Future possibilities

External storage support

While the initial implementation aims to store large files as part of the dataset itself, we can extend this mechanism in future to support external storages for large objects.

Ideally the choice of storage could vary and be selected on per-node basis, e.g. one node may keep all data together, while another keep objects in a separate cheaper bucket. This means configuration of where liked objects are stored should be separate from ObjectLink column definition.

IPFS case is tricky as CID != hash of data - it can vary due to slicing settings. We likely want to store reference that represent content hash independent of the physical file layout of the object, which will require additional layer of mapping between hash references and CIDs.

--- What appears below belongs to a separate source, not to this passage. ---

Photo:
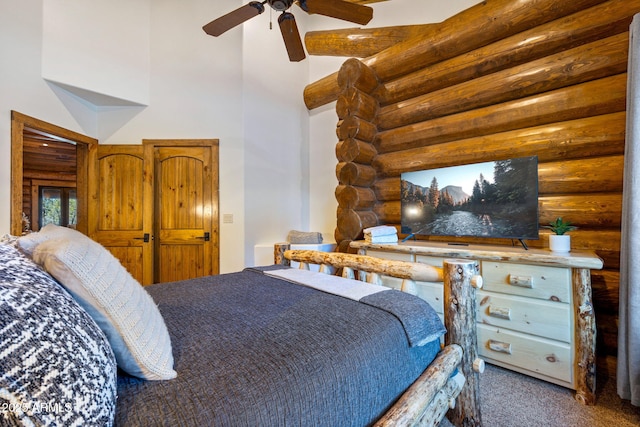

Accounting for duplicates in size calculation

We chose to populate metadata with sizeNaive as we don’t want to require deduplication of references. Deduplication across the whole dataset would involve complex queries that span multiple data chunks which is impractical during ingest stage.

We cannot rely on checking if object store previously contained referenced object during the upload, as this would require complex accumulation of state during the uploads and passing it to ingest. It still would likely to be incorrect in presence of different merge strategies, retractions, compactions, and purging of history.

Even if we performed full deduplication within a dataset during every ingest, depending on the storage used by a node additional deduplication may happen on the storage level (e.g. across multiple datasets), so the size calculation may still over-estimate the footprint.

We therefore decide to keep “naive” size counting as a very rough estimate and leave it up to individual node implementations to perform exact size calculations, e.g. in a heavy background process, if desired.